Mitochondrial Parts, Pathways, and Pathogenesis

线粒体部分、途径和发病机制

• 批准号: 9492585
• 负责人: Vamsi Krishna Mootha
• 金额: $ 78.29万
• 依托单位: BROAD INSTITUTE, INC.
• 依托单位国家: 美国
• 财政年份: 2017
• 资助国家: 美国
• 起止时间: 2017-05-29 至 2022-04-30
• 项目状态: 已结题
• 来源: https://reporter.nih.gov/project-details/9492585
• 关键词: Age; Aging; Applications Grants; Bayesian Analysis; Big Data; Biological; Biological Process; Catalogs; Cells; Childhood; Clustered Regularly Interspaced Short Palindromic Repeats; Computational algorithm; Defect; Degenerative Disorder; Disease; Emerging Technologies; Equipment and supply inventories; Foundations; Funding; Goals; Health; Human Genetics; Inborn Errors of Metabolism; Laboratories; Lead; Life; Link; Methods; Mitochondria; Mitochondrial Proteins; National Institute of General Medical Sciences; Organelles; Pathogenesis; Pathway interactions; Proteins; Proteome; Proteomics; Resolution; System; genome editing; human disease; metabolomics; new technology

Mitochondrial Parts, Pathways, and Pathogenesis ABSTRACT Mitochondria are ancient organelles central to eukaryotic life. Defects in these organelles underlie a spectrum of human diseases, ranging from rare inborn errors of metabolism to common age- associated degenerative diseases. The long-term goal of our laboratory is to achieve a systems- level understanding of this organelle that can serve as a foundation for studying mitochondria in health and in disease. NIGMS has provided the foundational funding for our laboratory which has enabled our ongoing efforts to systematically define the mitochondria's protein parts, organize them into functional pathways, and identify the proteins and pathways that underlie human disease. We have made tremendous progress, including producing MitoCarta, the most widely used catalog of mitochondrial protein parts. We have linked dozens of previously unstudied proteins to biological pathways and human diseases. However the protein inventory is not yet comprehensive and moreover contains hundreds of poorly studied proteins unlinked to any biological process in health or disease. In the next 5 years we aim to leverage emerging technologies in proteomics, Bayesian statistics, CRISPR, and high-resolution metabolomics, and human genetics to unveil the function of the dark corners of the mitochondrial proteome, while also pioneering new methods that can be generalized to other pathways within the cell.

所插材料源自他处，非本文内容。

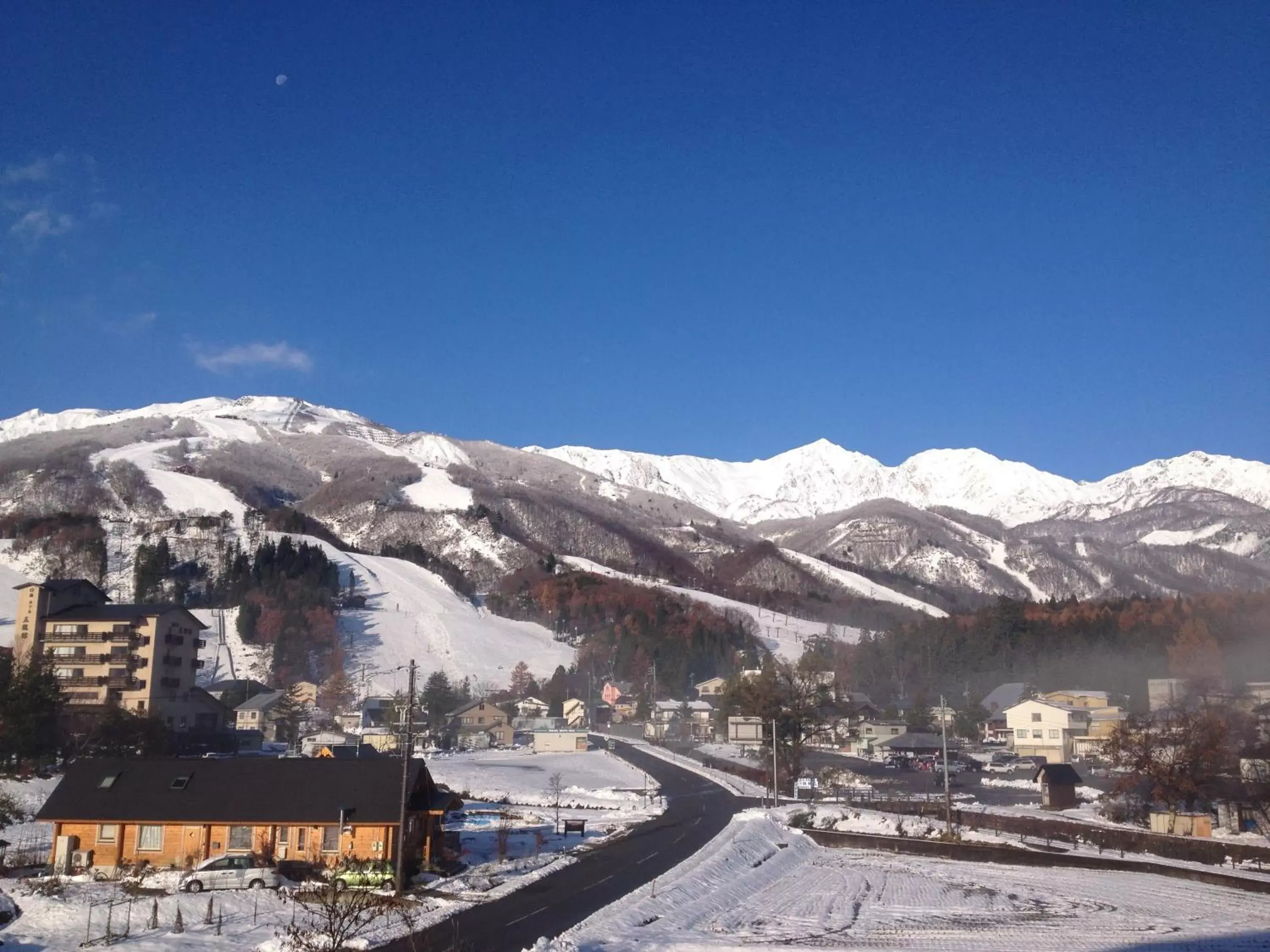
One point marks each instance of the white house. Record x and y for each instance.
(1047, 729)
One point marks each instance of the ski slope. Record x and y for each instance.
(784, 635)
(181, 492)
(412, 614)
(9, 602)
(859, 583)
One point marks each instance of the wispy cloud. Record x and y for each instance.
(37, 171)
(135, 324)
(42, 223)
(280, 356)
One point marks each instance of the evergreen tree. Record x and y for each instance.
(521, 680)
(290, 714)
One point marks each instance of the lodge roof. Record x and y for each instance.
(120, 614)
(239, 790)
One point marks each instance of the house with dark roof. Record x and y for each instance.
(1058, 785)
(143, 658)
(172, 812)
(479, 724)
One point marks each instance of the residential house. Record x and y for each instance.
(531, 707)
(559, 742)
(1047, 729)
(479, 724)
(864, 737)
(178, 812)
(1058, 785)
(710, 688)
(1164, 693)
(684, 720)
(615, 691)
(234, 692)
(257, 715)
(995, 702)
(1077, 697)
(143, 658)
(746, 732)
(574, 711)
(914, 744)
(306, 692)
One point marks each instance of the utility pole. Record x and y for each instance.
(948, 796)
(399, 880)
(776, 782)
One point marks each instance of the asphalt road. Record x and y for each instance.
(696, 810)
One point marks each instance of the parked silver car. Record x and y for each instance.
(232, 872)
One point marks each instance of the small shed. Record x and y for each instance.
(1057, 786)
(1182, 824)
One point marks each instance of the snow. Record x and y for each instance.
(784, 635)
(9, 601)
(860, 584)
(214, 414)
(823, 478)
(594, 779)
(436, 490)
(181, 492)
(413, 615)
(762, 884)
(1180, 537)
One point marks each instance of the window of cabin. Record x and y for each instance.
(150, 838)
(331, 839)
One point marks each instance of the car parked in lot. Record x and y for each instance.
(1000, 767)
(376, 874)
(232, 872)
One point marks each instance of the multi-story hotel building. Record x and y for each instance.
(143, 658)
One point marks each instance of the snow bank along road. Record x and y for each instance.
(762, 884)
(696, 812)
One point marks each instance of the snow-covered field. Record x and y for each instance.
(785, 635)
(592, 779)
(762, 884)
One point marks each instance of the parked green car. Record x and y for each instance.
(373, 875)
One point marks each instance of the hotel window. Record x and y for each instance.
(150, 838)
(240, 838)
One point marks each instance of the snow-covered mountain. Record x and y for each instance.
(823, 478)
(818, 530)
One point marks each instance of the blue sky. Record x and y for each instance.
(721, 229)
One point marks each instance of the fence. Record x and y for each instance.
(1055, 829)
(976, 852)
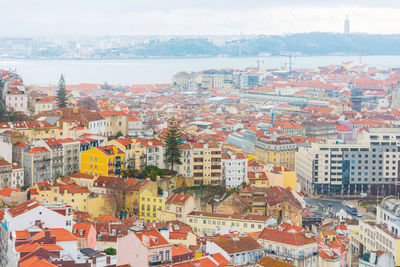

线粒体部分、途径和发病机制 抽象的 线粒体是真核生命核心的古老细胞器。这些细胞器的缺陷是造成 一系列人类疾病，从罕见的先天性代谢缺陷到常见的年龄- 相关的退行性疾病。我们实验室的长期目标是实现系统- 对这种细胞器的水平了解可以作为研究线粒体的基础 健康和疾病中。 NIGMS 为我们的实验室提供了基础资金， 使我们不断努力系统地定义线粒体的蛋白质部分，组织 将它们转化为功能途径，并识别人类背后的蛋白质和途径 疾病。我们取得了巨大的进步，包括生产出最广泛的 MitoCarta 使用的线粒体蛋白质部分目录。我们已经将数十个以前未研究过的联系起来 蛋白质与生物途径和人类疾病的关系。然而蛋白质库存尚未 全面，而且还含有数百种研究不足的蛋白质，与任何蛋白质都无关。 健康或疾病的生物过程。未来5年，我们的目标是利用新兴市场 蛋白质组学、贝叶斯统计、CRISPR 和高分辨率代谢组学技术，以及 人类遗传学揭示线粒体蛋白质组暗角的功能，同时也 开创了可以推广到细胞内其他途径的新方法。